MRI of motor units in spinal muscular atrophy - version 1.0

  • Research type

    Research Study

  • Full title

    Magnetic Resonance Imaging (MRI) of motor unit dynamics as a non-invasive disease biomarker in Spinal Muscular Atrophy (SMA).

  • IRAS ID

    326920

  • Contact name

    Andrew M Blamire

  • Contact email

    andrew.blamire@newcastle.ac.uk

  • Sponsor organisation

    Newcastle Hospitals NHS Foundation Trust

  • Duration of Study in the UK

    1 years, 0 months, 0 days

  • Research summary

    Summary of Research
    Patients with spinal muscular atrophy (SMA) suffer muscle wasting and loss of function caused by damage to the motor nerves which connect the brain, via the spinal cord, to the muscles. Each motor nerve connects with many separate fibres within the same muscle which allows the brain to cause the muscle to contract and move. The collections of fibres connected to each nerve are known as motor units (MU). Damage to the motor nerves in SMA causes spontaneous MU activity called fasciculation and changes in the MUs which prevent the muscle from working normally. Therefore, measuring the spontaneous activity and size of MUs is an important diagnostic test for some patients with SMA. This assessment is normally made using electromyography (EMG) which uses either electrodes placed on the skin or a needle electrode inserted into the muscle.

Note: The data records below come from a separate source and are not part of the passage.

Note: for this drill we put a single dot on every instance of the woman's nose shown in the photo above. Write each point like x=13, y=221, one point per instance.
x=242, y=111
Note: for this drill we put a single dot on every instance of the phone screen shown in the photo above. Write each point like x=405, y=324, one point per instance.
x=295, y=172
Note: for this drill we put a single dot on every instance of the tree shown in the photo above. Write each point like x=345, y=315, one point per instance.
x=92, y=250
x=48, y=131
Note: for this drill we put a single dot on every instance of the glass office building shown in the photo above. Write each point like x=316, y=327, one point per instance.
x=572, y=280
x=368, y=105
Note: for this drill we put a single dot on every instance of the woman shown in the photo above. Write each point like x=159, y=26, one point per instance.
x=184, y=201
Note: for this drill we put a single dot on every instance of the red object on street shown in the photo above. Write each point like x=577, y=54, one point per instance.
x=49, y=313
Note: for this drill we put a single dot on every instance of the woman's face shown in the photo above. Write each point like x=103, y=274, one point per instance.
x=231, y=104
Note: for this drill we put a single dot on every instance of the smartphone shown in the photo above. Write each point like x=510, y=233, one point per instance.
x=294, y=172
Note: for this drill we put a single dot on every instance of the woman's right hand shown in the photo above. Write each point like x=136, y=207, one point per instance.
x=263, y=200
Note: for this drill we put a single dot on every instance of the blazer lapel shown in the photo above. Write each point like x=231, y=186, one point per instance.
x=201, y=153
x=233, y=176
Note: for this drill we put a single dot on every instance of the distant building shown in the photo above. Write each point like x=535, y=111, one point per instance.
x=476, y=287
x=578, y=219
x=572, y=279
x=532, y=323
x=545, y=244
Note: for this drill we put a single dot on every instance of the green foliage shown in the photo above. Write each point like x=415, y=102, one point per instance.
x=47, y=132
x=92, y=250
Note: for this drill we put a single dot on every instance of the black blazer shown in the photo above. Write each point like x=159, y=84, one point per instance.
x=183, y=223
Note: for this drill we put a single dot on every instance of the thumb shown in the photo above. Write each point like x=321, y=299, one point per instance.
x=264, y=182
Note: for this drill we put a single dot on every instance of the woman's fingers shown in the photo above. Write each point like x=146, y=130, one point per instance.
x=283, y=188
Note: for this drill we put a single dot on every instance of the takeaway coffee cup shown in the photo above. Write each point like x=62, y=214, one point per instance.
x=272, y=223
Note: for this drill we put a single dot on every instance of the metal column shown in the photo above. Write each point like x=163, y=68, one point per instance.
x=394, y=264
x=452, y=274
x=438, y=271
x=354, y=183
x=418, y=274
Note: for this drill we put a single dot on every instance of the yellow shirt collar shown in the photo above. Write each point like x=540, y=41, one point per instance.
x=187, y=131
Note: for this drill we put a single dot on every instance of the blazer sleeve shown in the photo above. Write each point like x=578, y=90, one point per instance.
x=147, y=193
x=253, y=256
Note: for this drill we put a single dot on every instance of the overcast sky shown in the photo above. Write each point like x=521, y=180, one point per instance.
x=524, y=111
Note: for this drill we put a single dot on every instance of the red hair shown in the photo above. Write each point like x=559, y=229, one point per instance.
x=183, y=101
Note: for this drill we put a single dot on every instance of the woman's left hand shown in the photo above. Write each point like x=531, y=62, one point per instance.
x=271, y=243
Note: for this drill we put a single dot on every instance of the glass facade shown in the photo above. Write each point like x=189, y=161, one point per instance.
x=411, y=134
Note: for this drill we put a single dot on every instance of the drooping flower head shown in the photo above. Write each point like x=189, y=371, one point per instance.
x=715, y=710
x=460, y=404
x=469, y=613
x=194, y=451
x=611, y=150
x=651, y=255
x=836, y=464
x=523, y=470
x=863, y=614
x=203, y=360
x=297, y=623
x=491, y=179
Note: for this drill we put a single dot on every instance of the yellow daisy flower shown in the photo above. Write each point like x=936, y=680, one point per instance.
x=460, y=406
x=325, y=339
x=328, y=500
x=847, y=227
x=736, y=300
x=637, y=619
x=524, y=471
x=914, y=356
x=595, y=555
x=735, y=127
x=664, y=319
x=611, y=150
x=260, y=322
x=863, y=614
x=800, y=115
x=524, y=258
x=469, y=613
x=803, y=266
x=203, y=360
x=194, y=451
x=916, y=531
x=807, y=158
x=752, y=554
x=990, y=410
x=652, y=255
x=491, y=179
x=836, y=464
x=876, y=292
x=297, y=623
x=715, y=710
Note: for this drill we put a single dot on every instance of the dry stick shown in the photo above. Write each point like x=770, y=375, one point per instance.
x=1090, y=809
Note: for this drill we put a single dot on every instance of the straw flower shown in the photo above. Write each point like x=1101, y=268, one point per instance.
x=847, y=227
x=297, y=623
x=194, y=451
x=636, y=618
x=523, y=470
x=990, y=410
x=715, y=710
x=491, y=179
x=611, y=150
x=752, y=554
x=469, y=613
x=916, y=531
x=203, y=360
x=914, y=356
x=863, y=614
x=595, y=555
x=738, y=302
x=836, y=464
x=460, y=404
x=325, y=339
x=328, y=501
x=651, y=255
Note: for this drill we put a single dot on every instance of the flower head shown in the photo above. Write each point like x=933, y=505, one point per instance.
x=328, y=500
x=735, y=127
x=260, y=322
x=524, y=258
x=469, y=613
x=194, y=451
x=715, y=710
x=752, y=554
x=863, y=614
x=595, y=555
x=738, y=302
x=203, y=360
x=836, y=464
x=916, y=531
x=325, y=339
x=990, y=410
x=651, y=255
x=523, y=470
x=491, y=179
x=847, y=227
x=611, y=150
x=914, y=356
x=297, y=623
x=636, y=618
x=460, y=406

EMG cannot show where the MU actually are, can be insensitive and needle measurements can be painful.

    This project will evaluate a new type of magnetic resonance imaging (MRI) scan called “Motor Unit MRI” (MUMRI) which takes pictures of the MUs. Preliminary investigations in patients with motor neuron disease suggest that MUMRI is very sensitive to motor neuron damage, but we need to conduct more research studies to fully evaluate and understand the potential of MUMRI to aid diagnosis of other motor neuron conditions.

    The research will conduct MUMRI imaging in the legs, back, arms and tongue in patients with SMA. The MUMRI scans will be compared with the standard EMG tests to determine how well MRI performs. Patients will be studied on one occasion with data compared to scans and EMG in healthy volunteers.

    The research will help to define whether MUMRI is a useful test to measure disease activity and body distribution in SMA patients.

    Summary of Results
    Our muscles are controlled by motor units. A motor unit is a structure which goes from the spinal cord to our muscles and controls the contraction and relaxation of hundreds of muscle fibres. We have thousands of motor units in our bodies. Spinal muscular atrophy (SMA) is a rare genetic condition, in which the motor units do not function correctly. This causes the muscle fibres to die off and they are replaced by fat. One of the earliest signs that somebody might have SMA is the spontaneous activity of the muscle fibres, which is caused by sick motor units, this spontaneous activity is called fasciculation. Fasciculation can be detected by using a recording pad on the surface of the skin, this is called surface electromyography, although painless this method can only detect fasciculation about 1 cm under the skin surface and so can possibly miss activity deeper within the muscles. This study aimed to test a new, non-invasive imaging technique which we have developed which uses magnetic resonance imaging (MRI) to detect fasciculation across all muscles in the body region studied. The imaging method is called MUMRI and our aim is to improve how much fasciculation we can detect.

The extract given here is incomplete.